Not your average engineer

Ferris alumna talks making it in a male-dominated field

Photo by: Tia-Jane’ Oakes|Interim Reporter
Ferris alumna Cindee Wilcox told her story to a group of young women in science, technology, engineering and mathematics.

Women in the College of Engineering Technology (CET) came together to connect and embrace what made them choose their field at a dinner hosted by Ferris Tuesday, Feb. 7.

Ferris welding engineering technology junior Chelsey Porter said she attended Ferris because she heard the university has one of the best CET programs.

Approximately 30 women in CET were able to discover some commonalities outside of the academic program.

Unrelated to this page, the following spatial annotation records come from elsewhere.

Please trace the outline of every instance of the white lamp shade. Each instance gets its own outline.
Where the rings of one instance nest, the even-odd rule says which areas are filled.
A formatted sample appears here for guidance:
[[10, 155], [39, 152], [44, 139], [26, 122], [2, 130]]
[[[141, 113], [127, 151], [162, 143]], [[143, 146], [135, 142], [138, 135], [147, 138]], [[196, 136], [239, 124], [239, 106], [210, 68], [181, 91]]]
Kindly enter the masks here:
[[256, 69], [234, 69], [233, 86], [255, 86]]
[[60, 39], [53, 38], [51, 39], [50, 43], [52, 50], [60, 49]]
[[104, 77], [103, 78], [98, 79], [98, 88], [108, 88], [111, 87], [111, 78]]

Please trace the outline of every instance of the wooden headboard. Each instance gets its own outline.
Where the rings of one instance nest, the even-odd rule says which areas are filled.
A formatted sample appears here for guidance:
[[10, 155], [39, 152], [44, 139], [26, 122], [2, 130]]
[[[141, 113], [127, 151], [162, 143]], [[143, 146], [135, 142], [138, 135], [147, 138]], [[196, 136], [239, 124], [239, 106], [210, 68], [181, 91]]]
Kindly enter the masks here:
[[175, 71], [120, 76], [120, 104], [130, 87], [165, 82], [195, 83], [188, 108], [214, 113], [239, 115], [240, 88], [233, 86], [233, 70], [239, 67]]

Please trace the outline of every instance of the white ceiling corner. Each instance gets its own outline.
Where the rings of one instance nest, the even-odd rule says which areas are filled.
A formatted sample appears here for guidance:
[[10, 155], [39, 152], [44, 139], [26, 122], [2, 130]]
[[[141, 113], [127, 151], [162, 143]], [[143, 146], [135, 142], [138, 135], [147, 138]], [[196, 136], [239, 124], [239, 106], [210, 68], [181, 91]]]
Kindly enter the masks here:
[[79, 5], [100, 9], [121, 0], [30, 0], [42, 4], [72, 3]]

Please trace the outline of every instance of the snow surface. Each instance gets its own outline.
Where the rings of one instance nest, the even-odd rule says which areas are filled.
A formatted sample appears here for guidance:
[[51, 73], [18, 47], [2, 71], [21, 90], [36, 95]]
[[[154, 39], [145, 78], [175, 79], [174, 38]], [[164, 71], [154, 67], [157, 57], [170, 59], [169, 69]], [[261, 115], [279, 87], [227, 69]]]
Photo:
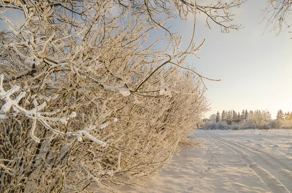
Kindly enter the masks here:
[[200, 146], [182, 150], [168, 169], [144, 187], [116, 186], [116, 192], [292, 193], [292, 130], [197, 130], [195, 135]]

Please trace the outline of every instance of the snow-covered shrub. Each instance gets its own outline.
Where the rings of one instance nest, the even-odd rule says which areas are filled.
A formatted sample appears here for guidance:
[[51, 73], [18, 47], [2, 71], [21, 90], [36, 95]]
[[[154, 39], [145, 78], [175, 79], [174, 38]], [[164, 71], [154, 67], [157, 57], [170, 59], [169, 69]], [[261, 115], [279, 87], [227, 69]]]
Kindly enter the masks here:
[[[0, 14], [17, 10], [24, 18], [1, 17], [9, 31], [0, 31], [0, 192], [135, 185], [116, 177], [151, 175], [190, 143], [208, 102], [206, 78], [184, 61], [203, 41], [180, 50], [182, 37], [164, 21], [197, 11], [166, 1], [0, 1]], [[240, 3], [219, 4], [214, 9], [227, 15], [218, 23]], [[149, 35], [158, 31], [166, 34]]]
[[235, 122], [232, 122], [231, 125], [230, 125], [230, 128], [232, 130], [239, 130], [240, 129], [240, 127], [238, 123]]
[[207, 121], [205, 126], [204, 126], [204, 130], [214, 130], [215, 129], [216, 126], [216, 122], [212, 121]]
[[229, 126], [224, 121], [218, 122], [216, 123], [216, 130], [228, 130]]

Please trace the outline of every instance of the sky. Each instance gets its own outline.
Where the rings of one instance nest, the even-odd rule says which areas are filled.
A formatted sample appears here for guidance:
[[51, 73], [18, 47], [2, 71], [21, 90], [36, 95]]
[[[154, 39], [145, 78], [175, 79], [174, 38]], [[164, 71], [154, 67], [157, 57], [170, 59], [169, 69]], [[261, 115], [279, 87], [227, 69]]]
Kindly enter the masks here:
[[[198, 0], [205, 3], [210, 0]], [[228, 0], [226, 0], [228, 1]], [[223, 0], [223, 1], [225, 2]], [[287, 30], [276, 36], [275, 32], [266, 32], [260, 9], [265, 7], [263, 0], [247, 0], [232, 11], [237, 15], [234, 23], [244, 28], [239, 31], [222, 34], [215, 25], [205, 26], [205, 18], [197, 16], [195, 40], [204, 46], [197, 53], [201, 58], [190, 57], [187, 61], [199, 72], [220, 82], [206, 80], [206, 97], [212, 110], [209, 117], [223, 110], [267, 110], [275, 118], [277, 111], [292, 111], [292, 34]], [[4, 16], [12, 21], [23, 19], [20, 13], [7, 12]], [[183, 35], [182, 46], [186, 46], [192, 31], [191, 19], [185, 22], [174, 20], [169, 24], [173, 31]], [[5, 25], [0, 20], [0, 29]]]
[[[248, 0], [235, 10], [233, 22], [244, 28], [228, 34], [215, 25], [210, 30], [204, 18], [197, 18], [195, 39], [198, 44], [204, 38], [206, 42], [197, 53], [201, 59], [187, 61], [203, 75], [222, 80], [205, 81], [212, 108], [205, 117], [223, 110], [241, 113], [244, 109], [267, 110], [274, 119], [279, 109], [292, 111], [292, 34], [286, 30], [277, 36], [274, 31], [263, 35], [266, 22], [259, 25], [260, 9], [265, 7], [263, 0]], [[183, 29], [183, 42], [189, 39], [191, 21], [176, 21], [174, 25]]]

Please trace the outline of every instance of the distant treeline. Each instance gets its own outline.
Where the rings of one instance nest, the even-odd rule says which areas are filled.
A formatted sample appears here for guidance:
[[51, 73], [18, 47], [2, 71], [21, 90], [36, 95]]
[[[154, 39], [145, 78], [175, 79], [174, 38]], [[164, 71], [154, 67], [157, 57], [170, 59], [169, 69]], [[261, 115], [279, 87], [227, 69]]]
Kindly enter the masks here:
[[[255, 113], [259, 113], [261, 111], [259, 110], [256, 110], [255, 111], [253, 110], [242, 110], [241, 113], [239, 112], [237, 113], [234, 110], [225, 111], [223, 110], [221, 114], [219, 111], [217, 112], [216, 118], [215, 118], [216, 122], [219, 121], [224, 121], [226, 122], [228, 124], [231, 124], [232, 122], [238, 123], [241, 121], [246, 120], [249, 116], [253, 116]], [[271, 120], [271, 113], [269, 111], [265, 111], [265, 113], [267, 114], [268, 117], [270, 120]], [[215, 114], [214, 114], [215, 115]], [[212, 117], [211, 115], [211, 117]], [[215, 117], [215, 116], [213, 116]], [[213, 119], [214, 117], [210, 117], [210, 119]]]

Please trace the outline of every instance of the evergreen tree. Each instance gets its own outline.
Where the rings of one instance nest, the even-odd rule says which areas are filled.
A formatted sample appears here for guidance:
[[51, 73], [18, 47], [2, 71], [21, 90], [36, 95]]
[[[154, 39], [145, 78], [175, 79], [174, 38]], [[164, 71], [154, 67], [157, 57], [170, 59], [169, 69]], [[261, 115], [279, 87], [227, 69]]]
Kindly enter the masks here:
[[252, 110], [250, 110], [249, 114], [251, 115], [253, 115], [254, 114], [254, 112], [253, 112]]
[[268, 117], [269, 118], [269, 121], [271, 121], [272, 120], [272, 115], [271, 115], [271, 113], [270, 112], [270, 111], [268, 111], [267, 112], [267, 113], [268, 114]]
[[216, 114], [216, 123], [218, 123], [220, 121], [220, 113], [219, 113], [219, 111], [217, 111], [217, 114]]
[[226, 118], [227, 118], [226, 112], [223, 110], [223, 111], [222, 111], [222, 114], [221, 114], [221, 120], [222, 121], [226, 122]]
[[286, 120], [290, 120], [291, 117], [291, 115], [290, 115], [290, 112], [289, 111], [288, 111], [288, 113], [285, 113], [285, 119]]
[[281, 120], [284, 119], [284, 113], [282, 110], [280, 109], [278, 111], [277, 113], [277, 120]]
[[240, 115], [240, 120], [243, 121], [245, 119], [245, 114], [244, 110], [242, 110], [242, 112], [241, 112], [241, 115]]
[[237, 113], [234, 110], [232, 110], [232, 122], [237, 122]]
[[227, 116], [226, 117], [226, 123], [227, 124], [231, 124], [232, 123], [232, 113], [231, 111], [229, 111], [227, 113]]
[[247, 112], [247, 110], [245, 110], [245, 113], [244, 114], [244, 118], [245, 119], [247, 119], [248, 117], [248, 112]]

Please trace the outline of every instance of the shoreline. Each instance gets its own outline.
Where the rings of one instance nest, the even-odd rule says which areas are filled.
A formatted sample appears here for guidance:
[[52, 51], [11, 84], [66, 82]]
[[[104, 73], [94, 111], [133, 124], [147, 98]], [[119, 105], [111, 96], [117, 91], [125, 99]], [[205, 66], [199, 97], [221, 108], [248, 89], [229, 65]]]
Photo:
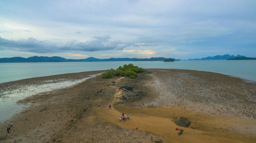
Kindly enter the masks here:
[[[166, 69], [162, 69], [162, 68], [146, 68], [145, 69], [145, 70], [151, 70], [151, 69], [162, 69], [162, 70], [190, 70], [190, 71], [199, 71], [199, 72], [210, 72], [210, 73], [217, 73], [217, 74], [220, 74], [224, 75], [227, 75], [231, 77], [235, 77], [235, 78], [240, 78], [243, 80], [248, 80], [248, 82], [256, 82], [256, 78], [250, 78], [250, 77], [242, 77], [241, 76], [237, 76], [237, 75], [232, 75], [228, 74], [225, 74], [225, 73], [219, 73], [219, 72], [212, 72], [212, 71], [203, 71], [203, 70], [189, 70], [189, 69], [175, 69], [175, 68], [166, 68]], [[78, 73], [84, 73], [84, 72], [97, 72], [97, 71], [102, 71], [104, 72], [106, 70], [94, 70], [94, 71], [82, 71], [82, 72], [72, 72], [72, 73], [62, 73], [62, 74], [53, 74], [53, 75], [46, 75], [46, 76], [37, 76], [37, 77], [30, 77], [30, 78], [24, 78], [24, 79], [20, 79], [16, 80], [13, 80], [13, 81], [7, 81], [7, 82], [1, 82], [0, 85], [1, 84], [4, 84], [4, 83], [7, 83], [9, 82], [17, 82], [17, 81], [22, 81], [22, 80], [28, 80], [28, 79], [32, 79], [34, 78], [43, 78], [43, 77], [54, 77], [56, 76], [61, 76], [63, 75], [66, 75], [66, 74], [78, 74]]]
[[[100, 71], [102, 72], [98, 72], [99, 73]], [[61, 78], [69, 80], [77, 79], [93, 73], [95, 74], [95, 72], [33, 78], [18, 80], [16, 83], [35, 83], [38, 80]], [[252, 97], [255, 97], [256, 95], [253, 94], [255, 86], [254, 82], [246, 82], [240, 78], [214, 72], [166, 69], [147, 69], [144, 73], [139, 74], [135, 79], [125, 78], [120, 82], [116, 82], [118, 78], [102, 79], [100, 76], [95, 76], [71, 87], [32, 95], [20, 100], [19, 104], [31, 104], [32, 105], [5, 123], [0, 123], [0, 129], [5, 131], [5, 124], [8, 122], [14, 123], [11, 136], [6, 135], [5, 132], [0, 133], [0, 142], [3, 140], [4, 142], [14, 142], [16, 140], [19, 142], [70, 142], [81, 140], [90, 142], [103, 142], [103, 140], [105, 142], [115, 142], [118, 141], [116, 140], [118, 136], [128, 140], [134, 138], [137, 142], [150, 142], [152, 140], [158, 141], [160, 139], [167, 142], [177, 142], [166, 139], [167, 136], [172, 136], [179, 142], [195, 142], [193, 140], [188, 141], [186, 139], [191, 137], [198, 141], [204, 138], [214, 139], [220, 142], [222, 141], [218, 138], [227, 138], [225, 140], [232, 142], [248, 142], [256, 139], [256, 135], [253, 134], [256, 132], [253, 127], [256, 123], [255, 117], [249, 119], [239, 117], [239, 112], [228, 110], [229, 108], [232, 109], [233, 105], [239, 107], [240, 104], [237, 104], [238, 102], [236, 102], [237, 98], [234, 100], [229, 98], [222, 99], [224, 102], [220, 102], [221, 101], [218, 98], [219, 96], [228, 96], [228, 93], [231, 92], [232, 95], [238, 98], [237, 99], [244, 101], [244, 98], [247, 100], [248, 97], [244, 97], [243, 95], [240, 95], [239, 92], [244, 94], [245, 91], [248, 94], [252, 93]], [[13, 84], [16, 81], [12, 82], [11, 84]], [[207, 83], [210, 84], [208, 85], [206, 84]], [[115, 113], [108, 113], [109, 110], [106, 110], [108, 103], [112, 101], [115, 97], [113, 95], [116, 93], [116, 88], [124, 85], [131, 87], [132, 91], [124, 90], [122, 94], [127, 95], [127, 99], [121, 100], [121, 103], [118, 104], [116, 104], [115, 102], [114, 106], [120, 112], [124, 111], [130, 113], [132, 120], [131, 123], [127, 122], [127, 124], [117, 122], [118, 121], [116, 119], [118, 116], [116, 117]], [[195, 90], [187, 89], [188, 87], [195, 89]], [[218, 91], [221, 87], [222, 89]], [[200, 95], [199, 91], [203, 92], [203, 94]], [[210, 93], [216, 95], [217, 100], [214, 100], [216, 99]], [[180, 98], [176, 99], [175, 95], [179, 95]], [[182, 95], [185, 96], [186, 99], [183, 99]], [[199, 98], [200, 96], [197, 97], [196, 95], [204, 97]], [[209, 98], [214, 100], [212, 103], [204, 105], [208, 103], [208, 100], [205, 100], [205, 99]], [[187, 101], [187, 99], [189, 100]], [[253, 98], [249, 102], [255, 102]], [[220, 113], [221, 116], [214, 113], [217, 111], [212, 109], [218, 109], [218, 106], [212, 104], [215, 102], [219, 102], [216, 104], [217, 105], [224, 105], [228, 107], [223, 108], [222, 110], [218, 109], [221, 110]], [[227, 102], [234, 102], [229, 105], [226, 104]], [[100, 103], [100, 107], [98, 107], [98, 103]], [[180, 105], [177, 104], [177, 103]], [[189, 106], [187, 103], [194, 105], [194, 107]], [[208, 107], [209, 109], [199, 109], [197, 105], [198, 103]], [[249, 103], [244, 103], [246, 106], [252, 104], [251, 102]], [[242, 104], [242, 106], [244, 105]], [[198, 110], [195, 110], [196, 108], [198, 108]], [[228, 116], [223, 112], [225, 110], [234, 114]], [[105, 110], [106, 112], [104, 113], [101, 112]], [[99, 112], [101, 112], [99, 115]], [[59, 119], [57, 118], [58, 113], [61, 116]], [[253, 112], [251, 114], [253, 117], [256, 115]], [[109, 117], [111, 115], [114, 116]], [[166, 123], [169, 126], [168, 128], [165, 129], [164, 126], [161, 127], [165, 131], [169, 129], [171, 131], [163, 132], [159, 129], [154, 131], [148, 126], [148, 125], [146, 124], [138, 124], [138, 126], [140, 126], [139, 131], [137, 131], [134, 129], [137, 122], [132, 121], [132, 120], [135, 120], [133, 117], [140, 119], [140, 124], [146, 124], [147, 122], [155, 123], [154, 121], [157, 119], [156, 121], [158, 121], [154, 124], [160, 124], [162, 123], [160, 121], [167, 122]], [[148, 117], [145, 123], [140, 122], [145, 120], [143, 117]], [[177, 138], [175, 132], [172, 129], [176, 126], [173, 123], [177, 120], [175, 119], [178, 119], [180, 117], [187, 118], [191, 122], [193, 128], [184, 128], [184, 135]], [[105, 118], [106, 118], [106, 120], [102, 120]], [[202, 119], [204, 120], [202, 120]], [[129, 135], [124, 136], [123, 133]], [[202, 133], [204, 135], [202, 135]], [[138, 135], [140, 135], [137, 136]], [[238, 141], [234, 141], [233, 138]], [[142, 141], [143, 139], [145, 140]]]
[[[97, 73], [99, 72], [101, 72]], [[15, 114], [19, 113], [31, 104], [21, 104], [20, 101], [30, 96], [46, 93], [63, 88], [70, 88], [83, 82], [90, 78], [101, 74], [102, 71], [70, 73], [84, 73], [79, 78], [65, 78], [66, 74], [31, 78], [6, 82], [1, 84], [0, 89], [0, 123], [4, 123]], [[90, 74], [87, 74], [90, 73]], [[24, 82], [26, 83], [23, 84]], [[4, 116], [5, 115], [5, 116]]]

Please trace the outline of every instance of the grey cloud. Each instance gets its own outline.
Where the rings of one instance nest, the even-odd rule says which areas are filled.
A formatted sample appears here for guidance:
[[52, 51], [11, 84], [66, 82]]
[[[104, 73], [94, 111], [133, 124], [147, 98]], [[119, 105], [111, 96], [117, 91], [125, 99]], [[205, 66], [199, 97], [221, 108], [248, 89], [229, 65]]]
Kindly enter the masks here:
[[110, 36], [95, 37], [94, 40], [88, 42], [73, 41], [62, 44], [51, 41], [39, 41], [33, 38], [10, 40], [0, 37], [0, 50], [12, 49], [36, 53], [56, 52], [63, 51], [95, 51], [121, 50], [130, 44], [120, 41], [110, 41]]

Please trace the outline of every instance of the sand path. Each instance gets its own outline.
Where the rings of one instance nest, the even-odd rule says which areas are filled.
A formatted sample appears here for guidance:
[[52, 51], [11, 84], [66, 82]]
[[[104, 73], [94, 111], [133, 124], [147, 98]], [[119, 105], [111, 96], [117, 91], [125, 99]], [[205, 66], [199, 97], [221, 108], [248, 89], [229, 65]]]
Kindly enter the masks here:
[[[118, 82], [122, 78], [119, 78], [116, 82]], [[118, 91], [114, 95], [113, 101], [115, 103], [121, 102], [116, 97], [119, 97], [119, 95], [122, 94], [122, 91]], [[136, 116], [130, 115], [130, 119], [126, 122], [119, 121], [118, 116], [122, 117], [121, 112], [115, 109], [113, 104], [111, 104], [112, 108], [109, 109], [108, 106], [101, 106], [99, 108], [98, 113], [103, 118], [108, 121], [117, 124], [120, 126], [136, 129], [139, 128], [139, 130], [148, 131], [156, 133], [164, 137], [164, 142], [243, 142], [241, 141], [231, 140], [225, 138], [220, 138], [209, 135], [200, 130], [192, 129], [187, 128], [182, 128], [184, 130], [183, 134], [178, 135], [176, 125], [170, 119], [161, 118], [156, 116], [145, 116], [143, 115]], [[125, 113], [129, 115], [129, 113]]]

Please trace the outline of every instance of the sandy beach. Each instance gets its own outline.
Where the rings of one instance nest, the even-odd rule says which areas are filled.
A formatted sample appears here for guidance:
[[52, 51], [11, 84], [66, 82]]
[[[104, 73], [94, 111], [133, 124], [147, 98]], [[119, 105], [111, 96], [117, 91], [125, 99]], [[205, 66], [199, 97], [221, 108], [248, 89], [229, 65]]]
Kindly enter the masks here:
[[[0, 84], [0, 89], [77, 80], [102, 72], [33, 78]], [[256, 141], [255, 82], [213, 72], [156, 69], [134, 79], [98, 75], [83, 81], [18, 100], [29, 106], [1, 124], [0, 142]], [[119, 121], [122, 113], [130, 119]], [[177, 125], [180, 117], [189, 126]], [[184, 130], [181, 135], [177, 127]]]

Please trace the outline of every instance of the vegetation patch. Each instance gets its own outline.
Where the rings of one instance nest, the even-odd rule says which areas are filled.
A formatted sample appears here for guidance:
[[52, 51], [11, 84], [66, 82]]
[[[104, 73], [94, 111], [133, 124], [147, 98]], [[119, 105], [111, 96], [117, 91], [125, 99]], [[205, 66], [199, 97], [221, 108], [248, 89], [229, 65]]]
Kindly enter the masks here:
[[124, 65], [122, 67], [120, 66], [116, 70], [111, 69], [107, 70], [102, 76], [103, 78], [112, 78], [114, 76], [123, 76], [129, 77], [131, 78], [134, 78], [137, 76], [137, 73], [142, 72], [144, 69], [138, 66], [135, 66], [130, 64], [128, 65]]

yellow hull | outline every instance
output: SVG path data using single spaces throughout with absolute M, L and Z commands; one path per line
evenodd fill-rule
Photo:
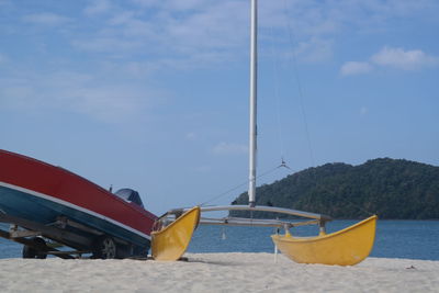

“Being in a man’s field can be different. But I haven’t experienced that here at Ferris,” said Ferris welding engineering technology junior Cheyenne Kelly.

According to engineeringonline.ucr.edu, since the 1980s, the amount of women in the engineering workforce has increased 14 percent—a drastic uptick from only 5.8 percent.

Ferris alumna and keynote speaker Cindee Wilcox claims being the only woman in plastics engineering technology in the 80s was an advantage and she didn’t want it any other way.

Wilcox was able to discuss her successful career in engineering working for companies such as Nestlé and Kraft food the women in attendance at the dinner.

“There are obstacles men don’t have to go through that women do because engineering is a male-dominated field,” Kelly said. 

“I had three years of engineering before attending Ferris, so I knew this field was for me,” said Ferris architecture freshman Jeanette Woolridge.

Besides thriving in a male-dominated field, Wilcox encouraged students to take international trips. She believes discovering the beauty of life and nature is something everyone should experience if graced with the opportunity.

“The networking events really give you an opportunity to learn about other students who are in fields that are similar to you,” Kelly said. “Maybe meet some new friends or someone who can help you in your career once you graduate.”

Since attending the engineering networking events, Porter has accepted a job that she will begin at the start of her post-graduation career.